Methods

The classeval library contains various measures to estimate the models performance. The main function to evaluated models performance is the function classeval.classeval.eval(). This function automatically determines whether your trained model is based on a two-class or multi-class approach.

Two-class approach

Two-class models are trained on two classes; the class-of-interest versus the rest-class. Such approach is commonly used across image-recognition, network-analysis, sensor data or any other type of data. The classeval.classeval.eval() function requires three input parameters. It is also possible to directly use the two-class function classeval.classeval.eval_twoclass(), the outputs are identical.

Parameters required
  • y_true : The true class label

  • y_proba : Probability of the predicted class label

  • y_pred : Predicted class label

Multi-class approach

Multi-class models are trained on… Yes, multiple classes. These models are often used in textmining where the number of classes are high as these usually represent various textual catagories. A disadvantage of multi-class models is a higher model complexity and many generic performance statistics can not be used.

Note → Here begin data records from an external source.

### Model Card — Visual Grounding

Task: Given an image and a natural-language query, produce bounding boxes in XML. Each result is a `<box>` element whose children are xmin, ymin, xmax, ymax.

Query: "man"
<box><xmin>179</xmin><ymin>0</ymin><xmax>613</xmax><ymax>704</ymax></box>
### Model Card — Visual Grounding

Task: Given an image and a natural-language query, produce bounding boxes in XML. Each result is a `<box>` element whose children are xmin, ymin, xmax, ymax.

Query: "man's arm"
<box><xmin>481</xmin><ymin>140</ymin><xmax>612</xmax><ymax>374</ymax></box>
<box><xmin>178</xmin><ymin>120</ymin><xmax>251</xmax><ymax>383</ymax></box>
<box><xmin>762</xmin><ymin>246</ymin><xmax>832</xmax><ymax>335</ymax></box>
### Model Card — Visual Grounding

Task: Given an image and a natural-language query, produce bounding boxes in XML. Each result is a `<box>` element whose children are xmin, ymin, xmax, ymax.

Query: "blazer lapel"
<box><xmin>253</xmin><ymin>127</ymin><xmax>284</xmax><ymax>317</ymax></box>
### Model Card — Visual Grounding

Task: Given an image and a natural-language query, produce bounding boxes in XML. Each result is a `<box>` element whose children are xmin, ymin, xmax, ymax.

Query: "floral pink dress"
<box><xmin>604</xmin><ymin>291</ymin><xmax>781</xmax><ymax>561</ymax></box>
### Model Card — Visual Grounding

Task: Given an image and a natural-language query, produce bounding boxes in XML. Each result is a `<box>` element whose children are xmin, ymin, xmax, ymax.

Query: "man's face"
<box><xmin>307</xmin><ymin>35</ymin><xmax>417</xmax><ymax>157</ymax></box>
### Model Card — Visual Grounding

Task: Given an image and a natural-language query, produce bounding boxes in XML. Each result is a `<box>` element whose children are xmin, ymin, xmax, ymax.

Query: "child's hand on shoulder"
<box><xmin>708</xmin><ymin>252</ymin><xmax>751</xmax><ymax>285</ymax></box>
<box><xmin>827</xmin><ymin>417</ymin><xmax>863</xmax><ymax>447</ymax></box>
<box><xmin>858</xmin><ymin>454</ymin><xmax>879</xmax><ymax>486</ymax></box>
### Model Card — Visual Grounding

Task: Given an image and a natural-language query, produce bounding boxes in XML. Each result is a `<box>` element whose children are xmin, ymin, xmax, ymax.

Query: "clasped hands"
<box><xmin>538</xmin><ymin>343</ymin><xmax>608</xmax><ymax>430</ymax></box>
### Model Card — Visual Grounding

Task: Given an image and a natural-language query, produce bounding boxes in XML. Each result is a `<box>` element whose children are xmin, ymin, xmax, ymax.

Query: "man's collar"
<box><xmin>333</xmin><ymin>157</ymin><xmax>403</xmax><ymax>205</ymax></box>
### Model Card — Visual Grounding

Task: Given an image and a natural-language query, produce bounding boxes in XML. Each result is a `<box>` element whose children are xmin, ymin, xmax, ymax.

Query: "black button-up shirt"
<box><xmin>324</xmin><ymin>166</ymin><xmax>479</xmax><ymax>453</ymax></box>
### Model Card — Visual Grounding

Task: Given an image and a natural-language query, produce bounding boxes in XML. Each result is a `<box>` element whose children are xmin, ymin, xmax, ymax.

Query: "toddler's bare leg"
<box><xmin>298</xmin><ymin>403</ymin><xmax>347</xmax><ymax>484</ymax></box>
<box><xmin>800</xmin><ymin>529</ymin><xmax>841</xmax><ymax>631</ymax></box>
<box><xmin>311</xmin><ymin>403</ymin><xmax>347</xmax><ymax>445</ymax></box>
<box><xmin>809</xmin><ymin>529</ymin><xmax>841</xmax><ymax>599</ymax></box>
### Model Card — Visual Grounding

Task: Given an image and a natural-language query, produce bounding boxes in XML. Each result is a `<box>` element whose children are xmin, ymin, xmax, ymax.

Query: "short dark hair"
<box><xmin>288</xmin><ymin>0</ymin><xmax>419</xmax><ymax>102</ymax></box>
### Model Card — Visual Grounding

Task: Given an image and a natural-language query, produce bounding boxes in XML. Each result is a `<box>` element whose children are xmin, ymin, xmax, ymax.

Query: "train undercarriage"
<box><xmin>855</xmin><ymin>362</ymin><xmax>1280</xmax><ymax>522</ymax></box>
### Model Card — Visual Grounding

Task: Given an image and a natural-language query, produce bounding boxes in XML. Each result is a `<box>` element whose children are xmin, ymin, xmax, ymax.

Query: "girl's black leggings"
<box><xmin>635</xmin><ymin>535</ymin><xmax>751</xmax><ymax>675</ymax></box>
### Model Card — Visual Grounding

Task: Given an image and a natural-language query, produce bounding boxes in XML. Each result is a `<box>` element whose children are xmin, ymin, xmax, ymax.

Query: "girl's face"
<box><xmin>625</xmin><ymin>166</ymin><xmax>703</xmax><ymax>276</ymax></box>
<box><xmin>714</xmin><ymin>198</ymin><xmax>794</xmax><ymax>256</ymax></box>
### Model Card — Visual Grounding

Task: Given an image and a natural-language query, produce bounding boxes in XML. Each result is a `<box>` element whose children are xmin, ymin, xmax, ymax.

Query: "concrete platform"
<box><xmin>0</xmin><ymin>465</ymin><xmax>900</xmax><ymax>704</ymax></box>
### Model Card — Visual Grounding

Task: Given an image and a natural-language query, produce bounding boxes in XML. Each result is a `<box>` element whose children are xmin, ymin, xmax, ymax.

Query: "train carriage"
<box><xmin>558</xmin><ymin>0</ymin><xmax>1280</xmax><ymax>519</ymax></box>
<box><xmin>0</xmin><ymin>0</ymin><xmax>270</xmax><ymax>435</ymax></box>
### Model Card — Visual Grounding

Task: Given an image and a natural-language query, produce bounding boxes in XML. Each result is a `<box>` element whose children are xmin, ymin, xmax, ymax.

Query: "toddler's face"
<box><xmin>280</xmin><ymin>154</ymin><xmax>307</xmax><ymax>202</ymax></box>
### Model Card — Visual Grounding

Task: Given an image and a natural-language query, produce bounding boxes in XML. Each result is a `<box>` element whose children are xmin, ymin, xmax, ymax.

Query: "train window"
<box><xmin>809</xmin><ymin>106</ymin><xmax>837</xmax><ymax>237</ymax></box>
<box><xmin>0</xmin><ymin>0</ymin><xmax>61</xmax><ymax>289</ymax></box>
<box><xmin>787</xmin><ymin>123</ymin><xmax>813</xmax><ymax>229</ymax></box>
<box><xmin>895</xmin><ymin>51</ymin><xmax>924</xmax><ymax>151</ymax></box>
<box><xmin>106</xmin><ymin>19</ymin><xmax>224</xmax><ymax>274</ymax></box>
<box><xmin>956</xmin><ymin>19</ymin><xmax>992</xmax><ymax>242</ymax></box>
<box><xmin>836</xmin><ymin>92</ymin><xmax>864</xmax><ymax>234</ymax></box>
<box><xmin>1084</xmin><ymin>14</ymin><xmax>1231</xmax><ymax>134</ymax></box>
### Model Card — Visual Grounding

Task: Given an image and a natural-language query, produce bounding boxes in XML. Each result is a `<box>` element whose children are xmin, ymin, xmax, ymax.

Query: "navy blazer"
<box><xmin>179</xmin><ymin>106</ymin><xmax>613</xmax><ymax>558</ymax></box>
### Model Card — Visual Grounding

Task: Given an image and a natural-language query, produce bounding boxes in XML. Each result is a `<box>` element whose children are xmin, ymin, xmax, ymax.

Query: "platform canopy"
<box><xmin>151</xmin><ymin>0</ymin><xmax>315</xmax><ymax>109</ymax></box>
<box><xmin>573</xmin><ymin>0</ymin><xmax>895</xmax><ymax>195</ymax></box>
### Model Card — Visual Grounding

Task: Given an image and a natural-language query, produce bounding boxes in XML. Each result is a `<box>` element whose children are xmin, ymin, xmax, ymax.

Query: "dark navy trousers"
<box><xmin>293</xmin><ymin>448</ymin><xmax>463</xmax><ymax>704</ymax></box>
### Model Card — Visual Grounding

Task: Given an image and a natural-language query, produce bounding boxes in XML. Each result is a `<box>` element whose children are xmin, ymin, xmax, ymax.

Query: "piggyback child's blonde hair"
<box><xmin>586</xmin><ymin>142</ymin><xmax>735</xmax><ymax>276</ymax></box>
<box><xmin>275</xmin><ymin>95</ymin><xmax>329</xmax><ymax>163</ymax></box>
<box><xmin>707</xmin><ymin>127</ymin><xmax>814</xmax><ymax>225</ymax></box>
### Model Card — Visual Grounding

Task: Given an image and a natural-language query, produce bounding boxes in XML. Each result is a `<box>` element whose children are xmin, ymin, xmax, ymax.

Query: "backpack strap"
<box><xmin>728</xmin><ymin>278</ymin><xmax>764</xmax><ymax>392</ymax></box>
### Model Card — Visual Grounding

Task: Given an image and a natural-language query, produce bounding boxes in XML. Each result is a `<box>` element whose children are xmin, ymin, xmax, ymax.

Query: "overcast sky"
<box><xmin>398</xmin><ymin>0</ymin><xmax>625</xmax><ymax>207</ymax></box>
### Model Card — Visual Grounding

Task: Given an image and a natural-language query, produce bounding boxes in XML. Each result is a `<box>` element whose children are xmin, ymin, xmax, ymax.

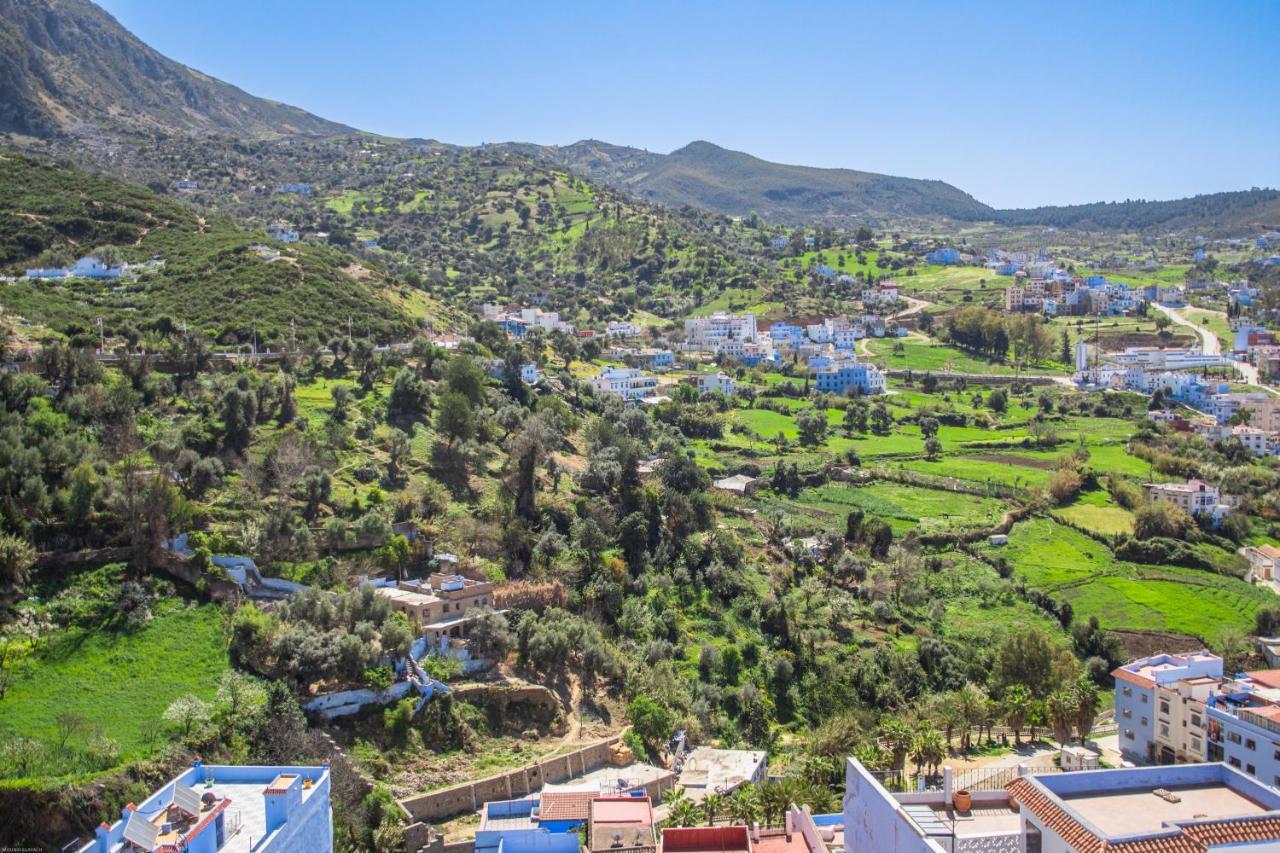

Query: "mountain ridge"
<box><xmin>494</xmin><ymin>140</ymin><xmax>992</xmax><ymax>224</ymax></box>
<box><xmin>0</xmin><ymin>0</ymin><xmax>1280</xmax><ymax>232</ymax></box>
<box><xmin>0</xmin><ymin>0</ymin><xmax>357</xmax><ymax>138</ymax></box>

The classeval.classeval.eval() function requires three input parameters. It is also possible to directly use the classeval.classeval.eval_multiclass(). Here, the outputs are also identifical.

Parameters required
  • y_true : The true class label

  • y_proba : Probability of the predicted class label

  • y_score : Model decision function

Optimizing model performance

The classeval library can also help in tuning the models performance by examining the effect of the threshold. After learning a model, and predicting new samples with it, each sample will get a probability belowing to the class. In case of our two-class approach the simple rule account: P(class-of-interest) = 1-P(not class-of-interest)

Evaluation methods

Confusion-matrix

A confusion matrix is a table that is used to describe the performance of a classification model on a set of test data for which the true values are known.

The function is callable by func:classeval.confmatrix.eval and the plot can be created with func:classeval.confmatrix.plot

Applicable
  • Two-class approach

  • multi-class approach

ROC/AUC

The Area Under The Curve (AUC) and Receiver Operating Characteristics curve (ROC) are one of the most important evaluation metrics for checking any classification model’s performance. The goal of the AUC-ROC is to determine the probability curve and degree or measure of separability by using various thresholds settings. It describes how much the model is capable of distinguishing between the classes. The higher the AUC, the better the model is at predicting whereas a AUC of 0.5 represents random results.

In case of a multi-class approach, the AUC is computed using the One-vs-Rest scheme (OvR) and One-vs-One scheme (OvO) schemes. The multi-class One-vs-One scheme compares every unique pairwise combination of classes. Macro average, and a prevalence-weighted average. This function is callable via: classeval.classeval.AUC_multiclass()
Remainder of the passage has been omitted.